By NHI Mgmt Group Editorial TeamDomain: Identity Beyond IAMSource: SiftPublished September 16, 2025

TL;DR: PSD2 still requires Strong Customer Authentication for nearly all remote and electronic payments, while UK firms continue to face FCA scrutiny over fraud detection, exemption use, and audit trails, according to Sift. As payment flows shift toward wallets, open banking, and account-to-account payments, the governance problem is no longer just compliance, but control consistency across channels.


At a glance

What this is: PSD2 remains a live payment-security and fraud-governance issue, with the article arguing that SCA, exemption management, and auditability now matter as much as the rule set itself.

Why it matters: For IAM and security teams, the article matters because payment authentication, consent, and fraud controls increasingly depend on identity assurance patterns that overlap with customer verification, transaction trust, and regulated access decisions.

👉 Read Sift's PSD2 compliance checklist for payments and fraud prevention


Context

PSD2 is the regulatory layer that governs authentication and consent in many digital payment flows, so the core challenge is not understanding the directive itself but making its controls work across mobile, wallet, open banking, and merchant checkout paths. The identity angle is real: SCA, dynamic linking, and fraud monitoring all depend on how reliably a user or device can be authenticated at transaction time.

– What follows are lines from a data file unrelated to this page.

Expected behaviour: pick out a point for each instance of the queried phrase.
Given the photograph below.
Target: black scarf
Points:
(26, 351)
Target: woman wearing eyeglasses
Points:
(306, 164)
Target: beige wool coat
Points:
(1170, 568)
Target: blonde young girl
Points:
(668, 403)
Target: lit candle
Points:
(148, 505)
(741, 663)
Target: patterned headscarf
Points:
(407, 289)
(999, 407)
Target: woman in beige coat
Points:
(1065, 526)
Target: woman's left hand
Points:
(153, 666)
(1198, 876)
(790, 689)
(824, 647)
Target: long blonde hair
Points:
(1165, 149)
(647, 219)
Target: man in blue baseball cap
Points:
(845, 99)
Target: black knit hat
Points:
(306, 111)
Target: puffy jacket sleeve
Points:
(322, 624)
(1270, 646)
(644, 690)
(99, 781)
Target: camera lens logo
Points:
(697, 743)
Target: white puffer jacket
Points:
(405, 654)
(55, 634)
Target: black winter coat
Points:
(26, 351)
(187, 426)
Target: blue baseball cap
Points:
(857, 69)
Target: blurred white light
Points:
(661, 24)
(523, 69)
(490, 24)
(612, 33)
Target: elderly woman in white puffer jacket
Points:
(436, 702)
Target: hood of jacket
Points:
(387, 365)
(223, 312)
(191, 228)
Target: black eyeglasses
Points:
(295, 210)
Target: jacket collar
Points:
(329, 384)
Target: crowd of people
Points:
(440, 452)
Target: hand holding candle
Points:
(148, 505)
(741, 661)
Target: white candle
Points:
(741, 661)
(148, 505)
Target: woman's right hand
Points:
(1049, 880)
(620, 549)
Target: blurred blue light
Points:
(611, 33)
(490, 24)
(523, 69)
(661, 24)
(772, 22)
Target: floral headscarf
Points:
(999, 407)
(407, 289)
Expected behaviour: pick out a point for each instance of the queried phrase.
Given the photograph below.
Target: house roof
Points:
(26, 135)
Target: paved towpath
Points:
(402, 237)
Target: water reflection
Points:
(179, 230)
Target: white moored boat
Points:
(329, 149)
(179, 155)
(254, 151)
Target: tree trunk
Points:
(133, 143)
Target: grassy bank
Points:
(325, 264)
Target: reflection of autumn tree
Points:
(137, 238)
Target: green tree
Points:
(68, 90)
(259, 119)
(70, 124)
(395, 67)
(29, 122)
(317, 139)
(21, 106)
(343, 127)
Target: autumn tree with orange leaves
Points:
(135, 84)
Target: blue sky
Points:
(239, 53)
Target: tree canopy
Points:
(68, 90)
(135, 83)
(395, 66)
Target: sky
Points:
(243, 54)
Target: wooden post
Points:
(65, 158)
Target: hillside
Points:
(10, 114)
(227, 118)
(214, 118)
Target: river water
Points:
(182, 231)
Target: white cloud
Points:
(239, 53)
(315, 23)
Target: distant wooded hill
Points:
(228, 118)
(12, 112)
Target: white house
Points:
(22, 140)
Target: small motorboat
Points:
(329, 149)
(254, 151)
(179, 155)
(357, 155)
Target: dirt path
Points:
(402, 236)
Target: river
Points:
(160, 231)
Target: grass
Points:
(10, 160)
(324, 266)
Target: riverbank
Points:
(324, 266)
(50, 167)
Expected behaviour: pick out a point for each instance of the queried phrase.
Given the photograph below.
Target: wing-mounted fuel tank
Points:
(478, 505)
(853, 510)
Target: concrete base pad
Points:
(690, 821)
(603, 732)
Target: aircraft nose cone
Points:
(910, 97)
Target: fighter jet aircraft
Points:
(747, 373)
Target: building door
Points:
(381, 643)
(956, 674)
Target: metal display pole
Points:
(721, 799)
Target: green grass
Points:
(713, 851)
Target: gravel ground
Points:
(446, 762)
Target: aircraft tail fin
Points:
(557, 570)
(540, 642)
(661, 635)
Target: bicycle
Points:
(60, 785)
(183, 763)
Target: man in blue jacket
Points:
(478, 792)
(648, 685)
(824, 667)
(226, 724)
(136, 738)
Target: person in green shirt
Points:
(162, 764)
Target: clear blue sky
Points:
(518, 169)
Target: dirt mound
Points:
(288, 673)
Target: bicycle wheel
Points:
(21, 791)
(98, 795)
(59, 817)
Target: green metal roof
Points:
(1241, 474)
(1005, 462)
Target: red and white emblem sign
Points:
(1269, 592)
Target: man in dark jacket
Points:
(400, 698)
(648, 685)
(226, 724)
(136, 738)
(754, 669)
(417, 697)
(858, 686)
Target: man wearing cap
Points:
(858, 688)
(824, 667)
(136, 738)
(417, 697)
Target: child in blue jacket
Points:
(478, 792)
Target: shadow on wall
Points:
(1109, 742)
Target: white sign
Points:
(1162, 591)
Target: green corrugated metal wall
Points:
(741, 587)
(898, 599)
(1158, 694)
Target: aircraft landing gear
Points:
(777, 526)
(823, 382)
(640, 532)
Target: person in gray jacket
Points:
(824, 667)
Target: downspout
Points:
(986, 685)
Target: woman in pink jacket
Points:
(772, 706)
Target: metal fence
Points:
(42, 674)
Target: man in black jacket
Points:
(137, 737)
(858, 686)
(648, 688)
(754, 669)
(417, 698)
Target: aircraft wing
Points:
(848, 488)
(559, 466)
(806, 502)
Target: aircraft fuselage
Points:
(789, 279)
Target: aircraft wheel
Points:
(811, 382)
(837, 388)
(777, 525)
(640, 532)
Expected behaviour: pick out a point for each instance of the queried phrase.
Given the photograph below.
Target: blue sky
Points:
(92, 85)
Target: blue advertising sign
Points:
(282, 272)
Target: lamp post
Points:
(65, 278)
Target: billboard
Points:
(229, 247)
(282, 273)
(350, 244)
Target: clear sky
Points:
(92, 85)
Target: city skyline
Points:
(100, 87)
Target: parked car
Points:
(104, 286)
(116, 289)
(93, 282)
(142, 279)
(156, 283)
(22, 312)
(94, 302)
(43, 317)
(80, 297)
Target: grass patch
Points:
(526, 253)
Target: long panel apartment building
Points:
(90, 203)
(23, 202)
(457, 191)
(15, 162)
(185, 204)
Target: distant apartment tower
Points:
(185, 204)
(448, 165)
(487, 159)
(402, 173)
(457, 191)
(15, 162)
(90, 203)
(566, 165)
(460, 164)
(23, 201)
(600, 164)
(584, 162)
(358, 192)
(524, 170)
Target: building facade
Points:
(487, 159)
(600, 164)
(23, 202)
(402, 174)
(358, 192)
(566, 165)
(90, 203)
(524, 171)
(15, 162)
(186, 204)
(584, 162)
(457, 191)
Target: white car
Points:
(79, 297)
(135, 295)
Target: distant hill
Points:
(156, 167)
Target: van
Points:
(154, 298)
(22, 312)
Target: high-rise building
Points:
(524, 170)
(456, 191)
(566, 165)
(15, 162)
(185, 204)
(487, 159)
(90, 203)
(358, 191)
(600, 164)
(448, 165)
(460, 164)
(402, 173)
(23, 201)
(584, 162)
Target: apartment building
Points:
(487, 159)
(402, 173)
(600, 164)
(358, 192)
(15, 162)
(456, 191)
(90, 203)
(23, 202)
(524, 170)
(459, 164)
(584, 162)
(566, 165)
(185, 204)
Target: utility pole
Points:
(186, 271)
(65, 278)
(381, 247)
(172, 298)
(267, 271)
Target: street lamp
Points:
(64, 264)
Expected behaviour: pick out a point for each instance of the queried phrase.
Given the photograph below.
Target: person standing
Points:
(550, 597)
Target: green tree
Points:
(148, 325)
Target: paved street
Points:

The article’s practical focus is compliance operations rather than legal theory. It treats PSD2 as an active control problem, especially where firms rely on exemptions, third-party payment interfaces, or fallback flows that can weaken assurance if they are not monitored consistently.


Key questions

Q: What breaks when PSD2 exemptions are used without strong fraud monitoring?

A: Exemptions stop being a friction-reduction tool and become a hidden trust channel. If fraud thresholds, issuer responses, and chargeback outcomes are not reviewed together, an organisation can keep approving high-risk transactions under a policy that no longer matches reality. The result is soft declines, higher fraud exposure, and weak evidence for regulators.

Q: Why do SCA and consent controls matter for open banking transactions?

A: Open banking relies on both authentication and transaction-specific consent. A user may authenticate successfully, but without dynamic linking and auditable consent records, that session does not prove the payment amount or payee were authorised. That gap turns a legitimate login into an insufficient control for payment integrity.

Q: How do you know if PSD2 controls are actually working?

A: Look for evidence across the whole payment path, not just approval rates. A healthy programme can show low soft-decline noise, stable fraud outcomes, documented exemption use, and consistent SCA decisions across checkout, wallet, and open banking flows. If any one channel behaves differently, the control model is uneven.

Q: Who is accountable when delegated payment authentication fails?

A: Accountability depends on where the authentication decision was made, who owned the exemption or delegation policy, and whether the evidence trail is complete. If a merchant, wallet, or issuer participates in the assurance chain, each party needs clear ownership for logging, review, and dispute handling under SCA governance.


Technical breakdown

Strong Customer Authentication and why payment flows break

Strong Customer Authentication, or SCA, requires at least two factors from possession, knowledge, or inherence for most remote payments. In practice, payment journeys fail when authentication is bolted on late, when device or app binding is inconsistent, or when the merchant and issuer disagree about whether an exemption applies. This is not just a checkout issue. It is an identity assurance issue because the system must prove both who or what initiated the payment and whether the transaction context matches the claim. The article’s emphasis on 3D Secure and open banking shows how authentication logic becomes part of the control plane, not a back-end afterthought.

Practical implication: map every payment path to an explicit SCA decision point and verify that fallback paths do not bypass authentication.

Exemptions, fraud thresholds, and transaction risk analysis

PSD2 exemptions exist to reduce friction, but they shift responsibility to fraud monitoring and policy discipline. Transaction Risk Analysis, low-value exemptions, merchant-initiated transactions, and whitelisting all depend on measured fraud rates and consistent issuer behaviour. The control problem is not exemption availability, it is exemption governance. If thresholds are not tracked carefully, an organisation may create a hidden trust gap where transactions are treated as low risk without evidence. This is where identity and fraud governance intersect: the system is deciding when an authenticated session can be trusted enough to skip extra challenge, which is a risk-based access decision in payment form.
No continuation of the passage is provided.